Environmental coverage as a core strength in the insurance business is rare. To illustrate the point of shrinking back into core markets, in 1986, 86 out of the 87 insurance companies offering environmental insurance at the beginning of the year completely dropped out of the market over a six-month period of time. I do not expect anything like that again, but it has happened.

If your insurance company decides to exit the restoration insurance market, without a renewal option on the table you could be looking for a new home for your business insurance in the worst possible market conditions. The adverse situation will be exacerbated by the albatross of a non-renewal history hanging over your head, which will remain, similar to a speeding ticket, on your insurance record for years into the future.

Premium increases measured in the hundreds of percentage points are common in this scenario. This entire situation is easy to avoid; team up with a stable insurance company that has made a significant investment in your business sector and stay there through the cycle.

Trend No. 3

Insurance companies will enforce more exclusions to improve their profits. Although insurance companies will never send out a memo instructing their adjusters to cut back on claims payments, cutting back on claims by adhering more strictly to the exclusions already in the policy language is an obvious way for insurance companies to increase profits.

I have observed with interest that while the insurance companies issue tens of millions of total mold and bacteria “related loss” exclusions each year, tens of thousands of mold and bacteria “related” losses are paid each year as water-damage claims with no regard to the new, onerous anti-concurrent mold and bacteria exclusions present in almost all insurance policies sold today.
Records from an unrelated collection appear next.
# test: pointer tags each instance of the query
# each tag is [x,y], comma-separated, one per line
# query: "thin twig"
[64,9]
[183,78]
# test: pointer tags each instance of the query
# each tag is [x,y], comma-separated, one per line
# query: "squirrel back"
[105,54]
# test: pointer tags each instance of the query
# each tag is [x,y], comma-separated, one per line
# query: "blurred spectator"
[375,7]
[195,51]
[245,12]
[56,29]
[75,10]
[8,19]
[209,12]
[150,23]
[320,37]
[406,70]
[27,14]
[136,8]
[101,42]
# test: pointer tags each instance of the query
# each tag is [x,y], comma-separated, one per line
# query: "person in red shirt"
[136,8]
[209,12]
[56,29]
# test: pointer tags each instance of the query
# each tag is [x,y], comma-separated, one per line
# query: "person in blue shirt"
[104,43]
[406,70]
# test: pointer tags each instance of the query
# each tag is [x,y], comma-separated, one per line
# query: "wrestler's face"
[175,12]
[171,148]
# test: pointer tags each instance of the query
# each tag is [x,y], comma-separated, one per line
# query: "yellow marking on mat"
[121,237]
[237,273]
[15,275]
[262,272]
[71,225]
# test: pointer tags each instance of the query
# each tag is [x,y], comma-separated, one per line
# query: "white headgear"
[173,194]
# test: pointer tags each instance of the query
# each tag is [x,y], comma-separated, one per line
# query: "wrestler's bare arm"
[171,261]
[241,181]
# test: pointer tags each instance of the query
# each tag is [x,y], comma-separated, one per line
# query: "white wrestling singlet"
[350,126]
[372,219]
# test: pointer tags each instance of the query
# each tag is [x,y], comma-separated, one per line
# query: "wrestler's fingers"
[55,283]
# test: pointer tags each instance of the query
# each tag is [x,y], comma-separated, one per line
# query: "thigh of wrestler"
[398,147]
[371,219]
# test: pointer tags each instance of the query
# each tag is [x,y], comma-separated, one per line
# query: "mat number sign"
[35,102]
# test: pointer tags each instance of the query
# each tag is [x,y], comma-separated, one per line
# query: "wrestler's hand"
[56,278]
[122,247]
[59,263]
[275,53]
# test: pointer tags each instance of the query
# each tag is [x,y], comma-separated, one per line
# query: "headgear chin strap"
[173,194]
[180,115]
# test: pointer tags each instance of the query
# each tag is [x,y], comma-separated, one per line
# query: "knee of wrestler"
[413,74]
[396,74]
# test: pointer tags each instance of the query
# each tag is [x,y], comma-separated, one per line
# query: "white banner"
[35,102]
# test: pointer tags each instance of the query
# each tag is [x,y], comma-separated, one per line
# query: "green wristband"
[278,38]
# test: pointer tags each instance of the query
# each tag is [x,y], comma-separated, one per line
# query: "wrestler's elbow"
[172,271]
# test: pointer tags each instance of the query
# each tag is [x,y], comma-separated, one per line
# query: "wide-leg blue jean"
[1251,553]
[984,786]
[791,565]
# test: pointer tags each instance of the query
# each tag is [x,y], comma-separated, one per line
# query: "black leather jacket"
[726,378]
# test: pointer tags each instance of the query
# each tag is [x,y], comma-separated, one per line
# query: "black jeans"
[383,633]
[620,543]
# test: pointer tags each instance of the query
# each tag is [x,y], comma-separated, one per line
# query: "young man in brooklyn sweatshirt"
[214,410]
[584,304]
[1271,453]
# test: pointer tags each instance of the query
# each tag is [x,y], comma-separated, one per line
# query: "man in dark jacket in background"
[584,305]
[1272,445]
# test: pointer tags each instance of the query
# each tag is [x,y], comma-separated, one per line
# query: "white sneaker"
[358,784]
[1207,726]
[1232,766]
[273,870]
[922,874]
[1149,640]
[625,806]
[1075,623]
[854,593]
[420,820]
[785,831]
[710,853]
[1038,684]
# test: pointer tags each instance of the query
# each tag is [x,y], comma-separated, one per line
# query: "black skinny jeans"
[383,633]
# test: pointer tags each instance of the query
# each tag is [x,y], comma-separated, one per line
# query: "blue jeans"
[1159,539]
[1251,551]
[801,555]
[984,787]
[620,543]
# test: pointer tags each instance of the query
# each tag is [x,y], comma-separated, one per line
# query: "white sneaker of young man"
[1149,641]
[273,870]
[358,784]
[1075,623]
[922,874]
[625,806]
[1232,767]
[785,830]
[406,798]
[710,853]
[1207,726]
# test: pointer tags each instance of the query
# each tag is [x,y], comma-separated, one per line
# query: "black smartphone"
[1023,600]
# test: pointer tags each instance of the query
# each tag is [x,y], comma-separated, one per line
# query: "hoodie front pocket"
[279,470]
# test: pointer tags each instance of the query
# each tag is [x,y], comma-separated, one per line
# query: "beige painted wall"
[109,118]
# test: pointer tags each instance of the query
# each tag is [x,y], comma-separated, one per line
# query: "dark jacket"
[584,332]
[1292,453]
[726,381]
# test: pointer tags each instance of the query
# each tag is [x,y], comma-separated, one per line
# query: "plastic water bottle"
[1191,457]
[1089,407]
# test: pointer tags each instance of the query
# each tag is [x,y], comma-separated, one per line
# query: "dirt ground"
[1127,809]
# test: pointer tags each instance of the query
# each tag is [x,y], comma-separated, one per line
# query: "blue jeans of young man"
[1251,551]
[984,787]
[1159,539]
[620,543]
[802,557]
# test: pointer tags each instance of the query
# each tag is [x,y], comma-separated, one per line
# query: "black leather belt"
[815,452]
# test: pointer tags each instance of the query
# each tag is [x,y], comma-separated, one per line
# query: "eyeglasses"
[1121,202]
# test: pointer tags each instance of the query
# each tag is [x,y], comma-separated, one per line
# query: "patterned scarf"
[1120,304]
The potential is always there for adjusters to clamp down on these exclusions and deny many more mold and bacteria related losses than they have in the past. The insurance companies would not need to send out a memo instructing the adjustors to deny more losses; all they need to do is “enlighten” their adjusters on the insurance coverage case law regarding these exclusions.

The case law, some of which developed out of the Katrina losses, universally favors the carrier in denying coverage. This enlightenment of the adjusters could leave you with unpaid bills for the work you perform that has been paid for in the past. For example, a sewer back-up job with its Category 3 Water technically meets the definition of an excluded “bacteria-related loss.”

These exclusions as written are much farther reaching than most claims adjusters apparently realize. You need to be aware of these universal exclusions in virtually all insurance policies today. Try to avoid the “M and B” phrase in your work plans, the presence of which could trigger these exclusions in a broad array of possible circumstances, none of which are good for you. Also closely monitor the coverage determinations of the claims adjuster in order to predict if you are performing services for which coverage may be denied.

Trend No. 4

You will need to tailor your insurance policies to address mold and bacteria exclusions as well. A common variation of the fungus and bacteria exclusion endorsement on General Liability policies can essentially be read as the “we do not insure any work you do related to a mold or bacteria clean up” exclusion.

In effect, these exclusions delete all the coverage for any loss arising from the work site, not just losses arising from mold or bacteria. Your liability insurance policies need to be designed to address these otherwise excluded services.

A fix for this coverage gap is to switch over to a combined General Liability/Contractors Environmental Liability/Professional Liability policy. There are good options which may actually save you premium dollars and close the coverage gap in the GL policy. But you need to choose that insurance company carefully because you will need to be with them for a few years. In this selection the premium charged should be secondary to the coverage and market stability, because the options vary widely on these critically important criteria.

Following these four simple strategies will get you through the next hard insurance market unscathed.